The deaths took to 105 the number of foreign soldiers killed in Afghanistan this year, most of them in combat.
Canada's death toll, meanwhile, now stands at 66 soldiers and one senior diplomat since 2002. Nineteen of them died in similar blasts this year.
Grant said that, while he was "greatly saddened" by the deaths, the attack "will not diminish our resolve and our determination to bring to Afghanistan a peaceful land for the children of this country."
Back home, however, opposition parties and public opinion are not seemingly with him.
"This escalating death toll of soldiers and of civilians in Afghanistan [underlines] that this mission is going in the wrong way," New Democratic Party leader Jack Layton told reporters.

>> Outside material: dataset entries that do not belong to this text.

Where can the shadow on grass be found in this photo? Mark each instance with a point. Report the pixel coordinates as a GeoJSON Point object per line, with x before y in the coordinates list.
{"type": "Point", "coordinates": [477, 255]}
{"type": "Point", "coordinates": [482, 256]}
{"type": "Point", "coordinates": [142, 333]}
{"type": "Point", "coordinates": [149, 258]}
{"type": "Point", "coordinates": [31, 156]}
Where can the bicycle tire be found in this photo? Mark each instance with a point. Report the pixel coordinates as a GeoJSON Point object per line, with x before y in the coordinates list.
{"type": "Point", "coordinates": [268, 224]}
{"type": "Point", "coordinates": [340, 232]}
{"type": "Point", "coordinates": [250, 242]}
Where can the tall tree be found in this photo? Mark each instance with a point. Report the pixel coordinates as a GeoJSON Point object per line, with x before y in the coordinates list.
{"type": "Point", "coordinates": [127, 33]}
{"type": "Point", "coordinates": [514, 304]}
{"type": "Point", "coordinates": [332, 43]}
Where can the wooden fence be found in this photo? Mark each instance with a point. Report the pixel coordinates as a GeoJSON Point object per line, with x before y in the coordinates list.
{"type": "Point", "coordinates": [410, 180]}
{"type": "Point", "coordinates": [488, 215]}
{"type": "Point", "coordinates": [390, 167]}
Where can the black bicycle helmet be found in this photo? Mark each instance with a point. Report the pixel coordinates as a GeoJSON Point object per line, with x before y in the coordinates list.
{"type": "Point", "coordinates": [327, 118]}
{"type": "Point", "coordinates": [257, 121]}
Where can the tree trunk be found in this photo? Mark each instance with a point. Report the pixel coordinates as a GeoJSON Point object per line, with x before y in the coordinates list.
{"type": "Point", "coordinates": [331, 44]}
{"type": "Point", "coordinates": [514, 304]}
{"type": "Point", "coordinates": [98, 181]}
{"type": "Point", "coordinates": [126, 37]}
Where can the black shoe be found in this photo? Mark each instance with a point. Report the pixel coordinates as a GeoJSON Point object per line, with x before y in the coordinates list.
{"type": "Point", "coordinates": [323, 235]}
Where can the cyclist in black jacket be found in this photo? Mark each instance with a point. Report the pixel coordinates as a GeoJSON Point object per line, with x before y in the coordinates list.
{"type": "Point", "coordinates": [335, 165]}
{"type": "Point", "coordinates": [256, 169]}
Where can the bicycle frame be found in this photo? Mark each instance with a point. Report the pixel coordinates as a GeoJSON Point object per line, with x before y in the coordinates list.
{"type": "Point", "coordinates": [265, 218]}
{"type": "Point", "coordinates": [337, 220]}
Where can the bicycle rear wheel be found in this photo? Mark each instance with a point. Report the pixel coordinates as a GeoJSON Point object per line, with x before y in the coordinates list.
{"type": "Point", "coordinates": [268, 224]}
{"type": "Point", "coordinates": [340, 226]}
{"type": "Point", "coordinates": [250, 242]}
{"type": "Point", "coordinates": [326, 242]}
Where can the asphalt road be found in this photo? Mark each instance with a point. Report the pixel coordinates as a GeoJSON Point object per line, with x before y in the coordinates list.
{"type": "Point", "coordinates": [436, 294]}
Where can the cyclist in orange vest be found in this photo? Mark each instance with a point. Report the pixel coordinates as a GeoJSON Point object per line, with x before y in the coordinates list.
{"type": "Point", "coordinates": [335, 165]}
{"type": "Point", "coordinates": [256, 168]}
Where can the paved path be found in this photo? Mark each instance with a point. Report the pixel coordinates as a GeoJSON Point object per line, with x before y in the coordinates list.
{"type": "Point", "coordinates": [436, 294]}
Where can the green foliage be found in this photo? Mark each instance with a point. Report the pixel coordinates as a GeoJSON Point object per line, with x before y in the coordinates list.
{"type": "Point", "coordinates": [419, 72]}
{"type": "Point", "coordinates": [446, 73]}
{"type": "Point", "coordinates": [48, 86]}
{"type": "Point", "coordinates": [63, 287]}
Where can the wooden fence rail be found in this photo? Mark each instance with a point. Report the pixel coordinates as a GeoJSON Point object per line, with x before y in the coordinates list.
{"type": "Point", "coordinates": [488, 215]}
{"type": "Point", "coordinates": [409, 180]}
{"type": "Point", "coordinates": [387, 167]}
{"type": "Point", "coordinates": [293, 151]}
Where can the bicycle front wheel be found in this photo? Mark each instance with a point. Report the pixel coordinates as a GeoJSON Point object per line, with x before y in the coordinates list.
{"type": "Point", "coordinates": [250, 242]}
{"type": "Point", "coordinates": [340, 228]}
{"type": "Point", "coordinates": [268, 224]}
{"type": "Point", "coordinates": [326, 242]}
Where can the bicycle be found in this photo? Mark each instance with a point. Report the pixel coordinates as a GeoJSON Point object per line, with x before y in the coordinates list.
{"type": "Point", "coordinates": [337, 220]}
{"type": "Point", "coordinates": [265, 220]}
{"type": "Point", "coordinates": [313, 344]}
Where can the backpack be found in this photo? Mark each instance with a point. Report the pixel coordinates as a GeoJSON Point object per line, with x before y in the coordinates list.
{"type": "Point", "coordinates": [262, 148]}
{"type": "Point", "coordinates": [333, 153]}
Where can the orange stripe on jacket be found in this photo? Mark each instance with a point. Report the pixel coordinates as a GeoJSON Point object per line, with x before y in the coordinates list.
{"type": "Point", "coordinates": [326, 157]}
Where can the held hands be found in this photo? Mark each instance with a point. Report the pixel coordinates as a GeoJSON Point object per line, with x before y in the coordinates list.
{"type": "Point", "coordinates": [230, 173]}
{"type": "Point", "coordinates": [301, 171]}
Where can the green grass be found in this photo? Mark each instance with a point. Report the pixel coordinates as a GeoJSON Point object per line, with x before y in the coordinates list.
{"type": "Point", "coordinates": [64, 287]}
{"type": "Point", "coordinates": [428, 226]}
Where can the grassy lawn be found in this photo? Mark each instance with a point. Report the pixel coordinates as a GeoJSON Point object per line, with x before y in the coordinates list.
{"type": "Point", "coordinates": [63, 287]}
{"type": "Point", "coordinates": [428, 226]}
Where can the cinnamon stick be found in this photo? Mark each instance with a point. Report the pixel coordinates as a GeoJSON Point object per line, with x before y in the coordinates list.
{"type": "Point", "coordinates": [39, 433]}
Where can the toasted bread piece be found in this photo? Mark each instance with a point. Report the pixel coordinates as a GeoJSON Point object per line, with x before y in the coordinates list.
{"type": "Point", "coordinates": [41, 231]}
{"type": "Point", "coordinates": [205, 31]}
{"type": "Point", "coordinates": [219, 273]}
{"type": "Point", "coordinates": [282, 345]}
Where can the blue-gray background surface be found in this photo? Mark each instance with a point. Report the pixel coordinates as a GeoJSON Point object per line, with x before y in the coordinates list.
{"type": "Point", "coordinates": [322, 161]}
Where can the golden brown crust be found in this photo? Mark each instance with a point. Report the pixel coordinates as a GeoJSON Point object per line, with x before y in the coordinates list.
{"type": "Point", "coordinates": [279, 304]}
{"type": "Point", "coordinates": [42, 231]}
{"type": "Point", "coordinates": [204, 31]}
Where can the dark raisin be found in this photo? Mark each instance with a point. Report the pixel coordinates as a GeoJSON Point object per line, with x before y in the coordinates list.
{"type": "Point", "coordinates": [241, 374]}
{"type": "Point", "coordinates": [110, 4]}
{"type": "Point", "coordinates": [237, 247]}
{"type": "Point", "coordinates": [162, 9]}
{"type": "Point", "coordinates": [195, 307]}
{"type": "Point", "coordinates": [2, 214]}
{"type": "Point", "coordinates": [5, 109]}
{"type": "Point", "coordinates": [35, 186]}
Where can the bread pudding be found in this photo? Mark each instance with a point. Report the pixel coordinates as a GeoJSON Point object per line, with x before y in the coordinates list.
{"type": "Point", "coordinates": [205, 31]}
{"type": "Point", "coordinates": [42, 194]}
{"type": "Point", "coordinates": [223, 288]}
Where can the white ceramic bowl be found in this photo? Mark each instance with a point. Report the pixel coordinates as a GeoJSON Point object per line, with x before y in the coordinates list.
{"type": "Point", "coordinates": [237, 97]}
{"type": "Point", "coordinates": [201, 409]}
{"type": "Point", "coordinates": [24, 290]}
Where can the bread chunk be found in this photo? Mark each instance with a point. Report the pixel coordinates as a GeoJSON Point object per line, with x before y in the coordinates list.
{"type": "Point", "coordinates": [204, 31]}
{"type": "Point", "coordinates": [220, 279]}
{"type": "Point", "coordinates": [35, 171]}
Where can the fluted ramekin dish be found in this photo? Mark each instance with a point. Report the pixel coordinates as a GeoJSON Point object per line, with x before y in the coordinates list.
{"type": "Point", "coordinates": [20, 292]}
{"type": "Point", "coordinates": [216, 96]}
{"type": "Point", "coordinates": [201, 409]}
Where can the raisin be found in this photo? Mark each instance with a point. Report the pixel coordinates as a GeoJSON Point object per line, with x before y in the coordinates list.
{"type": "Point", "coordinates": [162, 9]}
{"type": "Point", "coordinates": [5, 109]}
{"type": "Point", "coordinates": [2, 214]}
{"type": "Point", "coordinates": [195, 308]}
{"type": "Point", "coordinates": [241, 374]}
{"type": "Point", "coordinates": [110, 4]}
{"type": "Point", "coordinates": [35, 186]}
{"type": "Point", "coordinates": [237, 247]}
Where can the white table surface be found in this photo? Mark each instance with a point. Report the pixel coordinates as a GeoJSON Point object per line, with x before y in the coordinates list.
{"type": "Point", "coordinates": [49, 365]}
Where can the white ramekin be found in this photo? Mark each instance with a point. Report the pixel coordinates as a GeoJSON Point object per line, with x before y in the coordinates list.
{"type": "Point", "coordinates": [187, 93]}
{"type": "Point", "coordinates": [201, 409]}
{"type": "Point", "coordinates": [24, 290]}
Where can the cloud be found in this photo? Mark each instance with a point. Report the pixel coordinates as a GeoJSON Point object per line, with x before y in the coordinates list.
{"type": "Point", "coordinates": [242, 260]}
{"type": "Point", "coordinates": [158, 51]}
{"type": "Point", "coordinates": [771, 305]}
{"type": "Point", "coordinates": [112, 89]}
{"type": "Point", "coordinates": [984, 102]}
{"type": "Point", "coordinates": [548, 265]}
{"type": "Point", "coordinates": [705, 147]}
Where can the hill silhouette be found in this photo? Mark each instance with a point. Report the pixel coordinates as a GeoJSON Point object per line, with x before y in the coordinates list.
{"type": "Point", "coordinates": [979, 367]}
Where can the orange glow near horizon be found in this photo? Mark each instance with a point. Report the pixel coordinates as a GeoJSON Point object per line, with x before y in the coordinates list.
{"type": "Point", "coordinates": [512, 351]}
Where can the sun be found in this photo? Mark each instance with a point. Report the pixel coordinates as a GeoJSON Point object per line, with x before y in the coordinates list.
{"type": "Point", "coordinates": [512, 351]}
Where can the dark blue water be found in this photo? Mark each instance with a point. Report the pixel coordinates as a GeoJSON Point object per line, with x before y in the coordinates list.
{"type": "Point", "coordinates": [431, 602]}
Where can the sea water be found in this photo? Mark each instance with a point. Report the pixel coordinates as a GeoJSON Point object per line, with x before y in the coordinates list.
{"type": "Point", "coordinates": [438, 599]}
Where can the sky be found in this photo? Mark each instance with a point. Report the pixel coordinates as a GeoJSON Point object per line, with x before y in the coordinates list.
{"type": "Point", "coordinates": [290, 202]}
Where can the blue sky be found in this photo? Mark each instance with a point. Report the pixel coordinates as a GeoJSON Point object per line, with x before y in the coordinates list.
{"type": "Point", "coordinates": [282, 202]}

"Canadians want to go a different direction in Afghanistan. It's time the prime minister started listening to them."
Prime Minister Stephen Harper, a proponent of the operation, had said last month that Canada's military mission would end under its current commitment to NATO in February 2009, unless parliament voted to extend it.
His comments followed talks with visiting NATO Secretary General Jaap de Hoop Scheffer who urged Canada to prolong its mission in Afghanistan.
But Liberal leader Stephane Dion repeated on Wednesday: "This consensus will never exist."
"We think the prime minister should announce to NATO and to the government of Afghanistan that our combat mission in Kandahar will end in February of 2009 in order to give to our allies 18 months to prepare," he said.
A recent poll indicated that most Canadians -- almost 70 percent -- agree with Dion in wanting the country's troops to return home in 2009.
Layton went further, saying: "We believe that two more years is two years too long ... If the mission is wrong in 2009, why isn't it also wrong in 2007?"
Most of Canada's 2,500 troops deployed with NATO's 40,000-strong International Security Assistance Force are based in Kandahar which is at the heart of an insurgency by Taliban militants.
Grant said that the latest incident "occurred while the soldiers were returning from a joint operation with the Afghan national army."
A dozen vehicles in a convoy were headed back to their "forward operating base" after searching for militants in a local village, he said.
The attack came only a few weeks before the next Canadian troop deployment is scheduled to leave for Afghanistan.